Their advice to newcomers in the motel industry: "Be able to do every single job on the place yourself."
It was the incident of Minnie the maid (Minnie wasn't her name but it will suit our purposes) that taught the Altschuls self-reliance. Minnie weighed 300 pounds and enjoyed eating in proportion thereto.
One day, when some guests in a kitchenette unit checked out ahead of schedule and left a lot of groceries behind, Blanche gave them to Minnie. Minnie didn't show up the next morning. When Blanche called to find out what had happened, Minnie's daughter explained, "Mama is taking a vacation."

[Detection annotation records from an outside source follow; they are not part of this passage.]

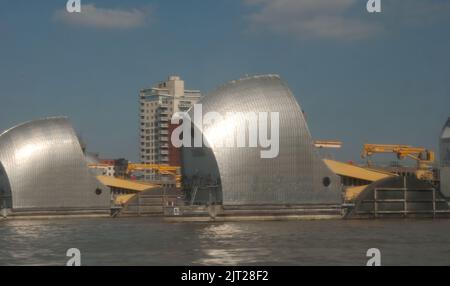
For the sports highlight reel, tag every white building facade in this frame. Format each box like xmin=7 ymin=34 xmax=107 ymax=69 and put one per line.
xmin=139 ymin=76 xmax=201 ymax=180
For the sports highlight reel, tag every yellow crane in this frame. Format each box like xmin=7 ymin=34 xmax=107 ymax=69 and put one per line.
xmin=89 ymin=163 xmax=181 ymax=188
xmin=361 ymin=144 xmax=436 ymax=181
xmin=126 ymin=163 xmax=181 ymax=188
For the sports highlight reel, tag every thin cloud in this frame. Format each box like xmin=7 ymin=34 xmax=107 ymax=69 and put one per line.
xmin=54 ymin=4 xmax=150 ymax=29
xmin=245 ymin=0 xmax=382 ymax=39
xmin=243 ymin=0 xmax=450 ymax=41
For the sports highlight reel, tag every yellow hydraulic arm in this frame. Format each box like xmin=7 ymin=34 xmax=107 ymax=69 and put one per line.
xmin=361 ymin=144 xmax=436 ymax=180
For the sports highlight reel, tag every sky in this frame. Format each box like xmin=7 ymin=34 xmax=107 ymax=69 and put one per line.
xmin=0 ymin=0 xmax=450 ymax=161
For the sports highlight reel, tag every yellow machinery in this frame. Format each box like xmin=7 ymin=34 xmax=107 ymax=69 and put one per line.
xmin=361 ymin=144 xmax=436 ymax=181
xmin=126 ymin=163 xmax=181 ymax=188
xmin=89 ymin=163 xmax=181 ymax=188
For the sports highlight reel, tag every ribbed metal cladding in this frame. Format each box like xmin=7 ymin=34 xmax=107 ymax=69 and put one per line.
xmin=439 ymin=118 xmax=450 ymax=198
xmin=183 ymin=75 xmax=342 ymax=205
xmin=0 ymin=117 xmax=110 ymax=211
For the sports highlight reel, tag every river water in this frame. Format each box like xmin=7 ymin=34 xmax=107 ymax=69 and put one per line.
xmin=0 ymin=218 xmax=450 ymax=265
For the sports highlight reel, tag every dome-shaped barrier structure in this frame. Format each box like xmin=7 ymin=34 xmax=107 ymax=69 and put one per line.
xmin=182 ymin=75 xmax=342 ymax=205
xmin=0 ymin=117 xmax=110 ymax=212
xmin=439 ymin=118 xmax=450 ymax=199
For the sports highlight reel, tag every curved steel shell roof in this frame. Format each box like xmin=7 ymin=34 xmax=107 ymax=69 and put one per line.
xmin=183 ymin=75 xmax=341 ymax=205
xmin=0 ymin=117 xmax=110 ymax=210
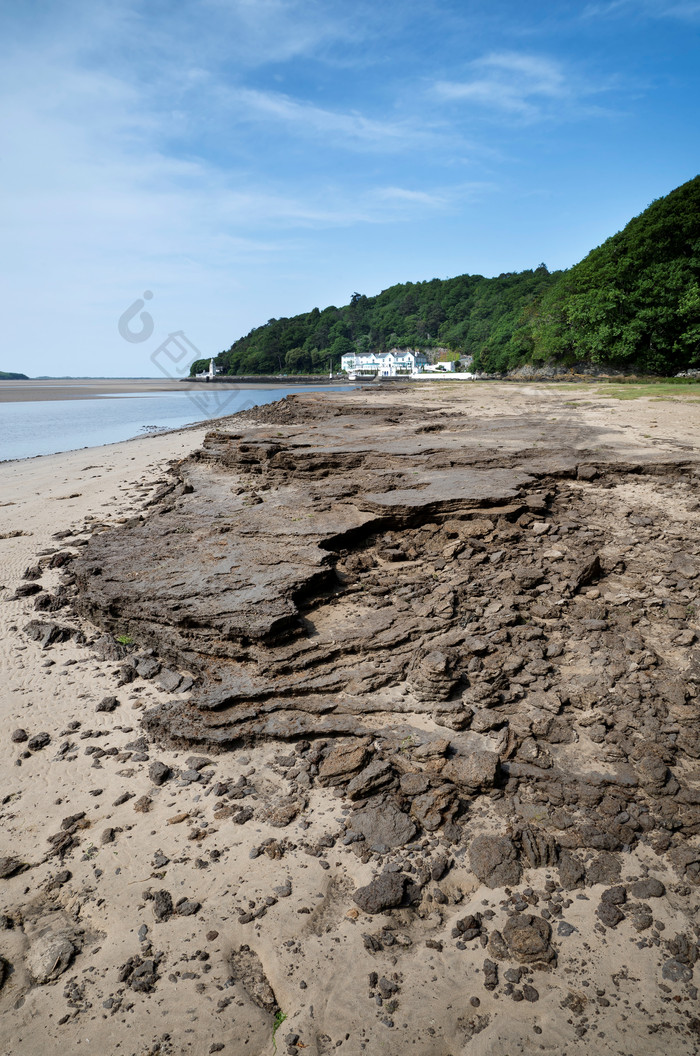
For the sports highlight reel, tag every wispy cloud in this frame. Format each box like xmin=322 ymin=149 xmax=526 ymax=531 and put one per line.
xmin=583 ymin=0 xmax=700 ymax=23
xmin=435 ymin=52 xmax=570 ymax=118
xmin=227 ymin=88 xmax=436 ymax=151
xmin=433 ymin=52 xmax=611 ymax=122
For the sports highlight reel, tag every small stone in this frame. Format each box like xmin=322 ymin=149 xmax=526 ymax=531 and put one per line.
xmin=175 ymin=899 xmax=202 ymax=917
xmin=661 ymin=957 xmax=693 ymax=983
xmin=0 ymin=856 xmax=26 ymax=880
xmin=595 ymin=902 xmax=625 ymax=927
xmin=148 ymin=759 xmax=172 ymax=785
xmin=153 ymin=891 xmax=173 ymax=921
xmin=26 ymin=935 xmax=75 ymax=984
xmin=629 ymin=876 xmax=666 ymax=899
xmin=95 ymin=697 xmax=119 ymax=712
xmin=26 ymin=733 xmax=51 ymax=752
xmin=484 ymin=957 xmax=498 ymax=989
xmin=353 ymin=872 xmax=406 ymax=914
xmin=469 ymin=835 xmax=523 ymax=888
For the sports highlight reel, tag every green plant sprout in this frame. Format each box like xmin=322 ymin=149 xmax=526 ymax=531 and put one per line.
xmin=272 ymin=1010 xmax=287 ymax=1052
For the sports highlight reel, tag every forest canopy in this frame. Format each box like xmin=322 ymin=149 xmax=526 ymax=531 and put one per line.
xmin=198 ymin=176 xmax=700 ymax=375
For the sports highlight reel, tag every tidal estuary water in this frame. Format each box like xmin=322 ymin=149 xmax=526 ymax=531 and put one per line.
xmin=0 ymin=385 xmax=347 ymax=461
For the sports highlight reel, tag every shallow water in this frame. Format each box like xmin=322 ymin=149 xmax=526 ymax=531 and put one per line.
xmin=0 ymin=385 xmax=347 ymax=461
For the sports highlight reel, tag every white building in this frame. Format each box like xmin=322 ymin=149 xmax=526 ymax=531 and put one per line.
xmin=340 ymin=348 xmax=429 ymax=378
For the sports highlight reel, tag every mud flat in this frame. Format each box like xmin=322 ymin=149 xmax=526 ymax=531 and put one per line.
xmin=0 ymin=383 xmax=700 ymax=1056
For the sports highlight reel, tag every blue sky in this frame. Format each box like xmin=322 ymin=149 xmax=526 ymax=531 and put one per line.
xmin=0 ymin=0 xmax=700 ymax=376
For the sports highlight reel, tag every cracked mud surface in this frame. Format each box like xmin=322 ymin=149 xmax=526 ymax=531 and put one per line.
xmin=1 ymin=389 xmax=700 ymax=1056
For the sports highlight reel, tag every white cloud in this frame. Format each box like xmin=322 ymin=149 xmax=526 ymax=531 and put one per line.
xmin=227 ymin=88 xmax=435 ymax=151
xmin=435 ymin=52 xmax=571 ymax=118
xmin=583 ymin=0 xmax=700 ymax=22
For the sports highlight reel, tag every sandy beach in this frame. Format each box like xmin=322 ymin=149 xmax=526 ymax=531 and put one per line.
xmin=0 ymin=380 xmax=700 ymax=1056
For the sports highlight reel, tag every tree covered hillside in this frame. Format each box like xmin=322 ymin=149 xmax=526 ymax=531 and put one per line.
xmin=198 ymin=176 xmax=700 ymax=374
xmin=528 ymin=176 xmax=700 ymax=374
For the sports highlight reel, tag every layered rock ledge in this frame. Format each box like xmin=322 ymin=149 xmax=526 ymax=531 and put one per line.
xmin=72 ymin=390 xmax=700 ymax=898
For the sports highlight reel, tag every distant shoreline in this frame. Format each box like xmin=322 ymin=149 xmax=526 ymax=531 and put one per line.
xmin=0 ymin=376 xmax=350 ymax=403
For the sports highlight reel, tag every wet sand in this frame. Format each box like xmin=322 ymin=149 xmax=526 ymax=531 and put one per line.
xmin=0 ymin=379 xmax=700 ymax=1056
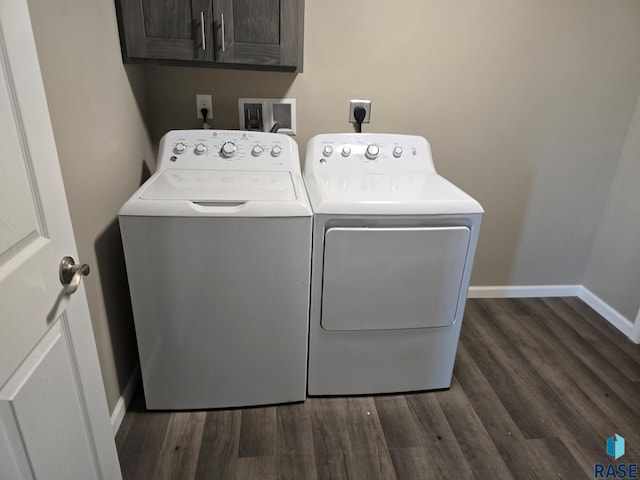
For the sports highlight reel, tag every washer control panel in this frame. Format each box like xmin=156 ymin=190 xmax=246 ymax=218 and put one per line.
xmin=305 ymin=133 xmax=435 ymax=173
xmin=157 ymin=130 xmax=300 ymax=171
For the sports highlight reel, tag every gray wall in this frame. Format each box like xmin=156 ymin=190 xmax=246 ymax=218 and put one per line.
xmin=583 ymin=99 xmax=640 ymax=321
xmin=148 ymin=0 xmax=640 ymax=285
xmin=29 ymin=0 xmax=153 ymax=411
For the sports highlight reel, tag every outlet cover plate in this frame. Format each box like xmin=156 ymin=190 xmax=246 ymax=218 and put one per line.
xmin=196 ymin=93 xmax=213 ymax=120
xmin=349 ymin=100 xmax=371 ymax=123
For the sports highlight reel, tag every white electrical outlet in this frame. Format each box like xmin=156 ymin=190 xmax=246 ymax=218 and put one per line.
xmin=349 ymin=100 xmax=371 ymax=123
xmin=196 ymin=93 xmax=213 ymax=120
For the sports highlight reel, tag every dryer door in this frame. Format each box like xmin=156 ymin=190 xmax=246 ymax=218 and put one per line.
xmin=321 ymin=226 xmax=471 ymax=330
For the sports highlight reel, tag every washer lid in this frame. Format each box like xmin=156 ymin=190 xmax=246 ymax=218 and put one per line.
xmin=304 ymin=171 xmax=483 ymax=215
xmin=138 ymin=169 xmax=296 ymax=203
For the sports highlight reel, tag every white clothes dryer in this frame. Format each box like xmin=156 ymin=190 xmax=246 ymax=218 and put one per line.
xmin=304 ymin=134 xmax=483 ymax=395
xmin=119 ymin=130 xmax=312 ymax=410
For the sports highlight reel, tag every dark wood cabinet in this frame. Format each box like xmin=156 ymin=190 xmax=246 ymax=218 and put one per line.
xmin=116 ymin=0 xmax=304 ymax=71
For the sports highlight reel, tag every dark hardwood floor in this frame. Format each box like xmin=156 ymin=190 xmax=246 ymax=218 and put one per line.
xmin=116 ymin=298 xmax=640 ymax=480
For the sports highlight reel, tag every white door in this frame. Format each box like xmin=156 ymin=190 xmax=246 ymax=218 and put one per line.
xmin=0 ymin=0 xmax=122 ymax=479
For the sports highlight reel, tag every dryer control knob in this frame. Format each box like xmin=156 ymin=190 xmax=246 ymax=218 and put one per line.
xmin=251 ymin=145 xmax=264 ymax=157
xmin=220 ymin=142 xmax=238 ymax=158
xmin=364 ymin=144 xmax=380 ymax=160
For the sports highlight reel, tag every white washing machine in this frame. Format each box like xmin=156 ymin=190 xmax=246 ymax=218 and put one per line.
xmin=119 ymin=130 xmax=312 ymax=410
xmin=304 ymin=134 xmax=483 ymax=395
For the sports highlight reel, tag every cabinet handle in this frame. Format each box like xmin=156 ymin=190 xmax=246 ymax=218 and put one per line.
xmin=200 ymin=12 xmax=207 ymax=52
xmin=220 ymin=13 xmax=224 ymax=52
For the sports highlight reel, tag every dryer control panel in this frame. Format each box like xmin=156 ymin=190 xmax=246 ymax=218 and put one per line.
xmin=305 ymin=133 xmax=435 ymax=175
xmin=156 ymin=130 xmax=300 ymax=172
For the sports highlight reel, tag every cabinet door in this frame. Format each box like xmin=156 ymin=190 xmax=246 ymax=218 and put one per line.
xmin=213 ymin=0 xmax=304 ymax=70
xmin=117 ymin=0 xmax=213 ymax=60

The Villa, along with its problems, gets its quota of eccentric guests. There was the traveler who couldn't unlock the door of his apartment and kept the Altschuls up half the night trying to solve the enigma. Turned out he was attempting to get in with a key he'd carried off from an Albuquerque motel by mistake.
Then there was the couple who stopped one evening to ask the price of accommodations. Blanche, who was on duty, quoted it.
"We sleep flat," said the lady. "How much in that case?"
"I don't understand," said Blanche.
The lady explained: "We don't sleep on pillows. We sleep flat. How much without pillows?"* But then, so far as that goes, every motelkeeper in Arizona has had experience with eccentric customers. For motel guests are, after all, people, and people are peculiar. Eccentric guests aren't alone in posing the average motel owner-operator with day-to-day irritants. Indigenous to the business of running a motel is the problem of confinement. In season especially, the conscientious motel man feels that either he or his wife must be on the premises at all times.
This has given rise to a budding new profession-that of "motel sitter." A "motel sitter" is a trusted person who comes around in the evening to ride herd on the desk while Mr. and Mrs. Motelkeeper take in a movie, visit the Joneses or perhaps attend a motel convention.
Still and all, the business of running a motel-as with any other business-has its compensations. One is comparative freedom from the depredations of sticky-fingered guests. Reason is that it has been a long-established custom in motel life for a guest to record his automobile license number when he checks in. If a luxurious Turkish towel or a fetching bedspread arouses the petty larceny in him, he reconsiders.
But not always. A Prescott motelkeeper experienced what was unquestionably the ultimate in pilfering. Three young men checked in one evening and out again the next morning early. When the proprietor went to inspect their suite, he found that the guests had taken everything with them-beds, bedding, dresser, chairs and miscellaneous furnishings. The place was stripped clean right down to the wall-to-wall carpeting.
More often, however, the problem of articles-goneastray afflicts the motelkeeper from the other end. Absentminded guests are forever leaving something behind, as did the lady who left a $20 bill in a Sunday school folder at an Eloy motel. It was all she had to get home to Oklahoma, she said anxiously when she called back a few hours later from somewhere down the highway.
The proprietor found the Sunday school folder and the $20 bill in his incinerator and mailed it on. That was four years ago. Every year since then his grateful guest has sent him a crocheted doily for Christmas.
It is such as this that makes life everlastingly rewarding for a motelkeeper and persuades him that nothing else in the world would satisfy him quite so well, unless it's operating another motel. After all, he is only doing what every American loves to do have company come over in the evening-but he is doing it for a living. In this case the company is you, the gentle traveler.
If you haven't tried our motels yet, you really ought to give them a fling. You'll meet some awfully interesting people. And who knows-you might sleep in the very bed that Duncan Hines slept in.